The Case Against a Case Against FIP

© Steven Bisig-USA TODAY Sports

At FanGraphs, our headline WAR number for pitchers is based on FIP. Because of that, and because people enjoy debating and arguing, there’s a yearly refrain that you’ve probably heard. “FanGraphs pitching WAR only considers (X)% of what a pitcher does, how can that be used for value?” No one would dispute that year-one FIP does a better job of estimating year-two ERA than ERA does – or at least, not many people would – but the discussion around whether FIP does a good job of assigning year-one value is alive and well.

One reason for this view is pretty obvious.
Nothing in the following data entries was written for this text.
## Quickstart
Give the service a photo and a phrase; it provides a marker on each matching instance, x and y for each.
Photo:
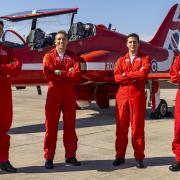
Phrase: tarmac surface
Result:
(96, 134)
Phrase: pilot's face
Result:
(1, 30)
(132, 44)
(61, 42)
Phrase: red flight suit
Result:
(60, 97)
(175, 78)
(131, 103)
(8, 67)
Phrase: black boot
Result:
(73, 161)
(175, 166)
(6, 166)
(49, 164)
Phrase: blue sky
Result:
(140, 16)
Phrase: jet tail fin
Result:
(168, 34)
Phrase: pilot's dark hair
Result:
(2, 23)
(62, 32)
(133, 35)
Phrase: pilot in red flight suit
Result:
(8, 67)
(62, 71)
(131, 72)
(175, 78)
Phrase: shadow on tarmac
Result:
(99, 165)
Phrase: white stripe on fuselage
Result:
(104, 66)
(165, 65)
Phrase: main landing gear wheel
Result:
(161, 111)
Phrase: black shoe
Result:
(175, 166)
(140, 164)
(6, 166)
(118, 161)
(49, 164)
(73, 161)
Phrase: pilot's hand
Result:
(71, 69)
(57, 72)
FIP considers home runs, strikeouts, walks, and hit batters to estimate pitcher production on an ERA scale. Our WAR does some fancy stuff in the background – it treats infield fly balls, which virtually never fall for hits, as strikeouts, and it adjusts for park and league. In the end, though, it’s estimating pitcher value using just three (well, actually four — HBPs always draw the short straw) outcomes. There are a lot of other outcomes in baseball!

In 2021, roughly 39% of plate appearances ended in a homer, strikeout, walk, hit batter, or infield pop up. One thing you could think, in recognition of that fact, is that FIP-based WAR doesn’t consider enough of a pitcher’s production. You wouldn’t use 40% of a hitter’s plate appearances to calculate their WAR, so why do it for pitchers? But that doesn’t actually make sense, as David Appelman pointed out to me recently. Assuming “average results on balls in play” is actually going to be pretty close for every pitcher, by definition.

How so? Consider it this way. Let’s say you’re a pitcher who for whatever reason allows a .350 BABIP. That’s awful! That would be one of the 10 highest single-season BABIPs allowed since 2015 (minimum 100 innings pitched). Let’s get a little more specific and say that you, the reader, are Brady Singer, with a .350 BABIP in 2021. Oof, sorry Brady (but thanks for reading).

FIP assigns Singer league average results on balls in play. Our modified FIP-WAR does a little better by including infield fly balls. That’s not how it broke down for him in real life, though. How poor of an estimate was FIP’s “Singer will have average BABIP” assumption? It’s actually pretty easy to do the math.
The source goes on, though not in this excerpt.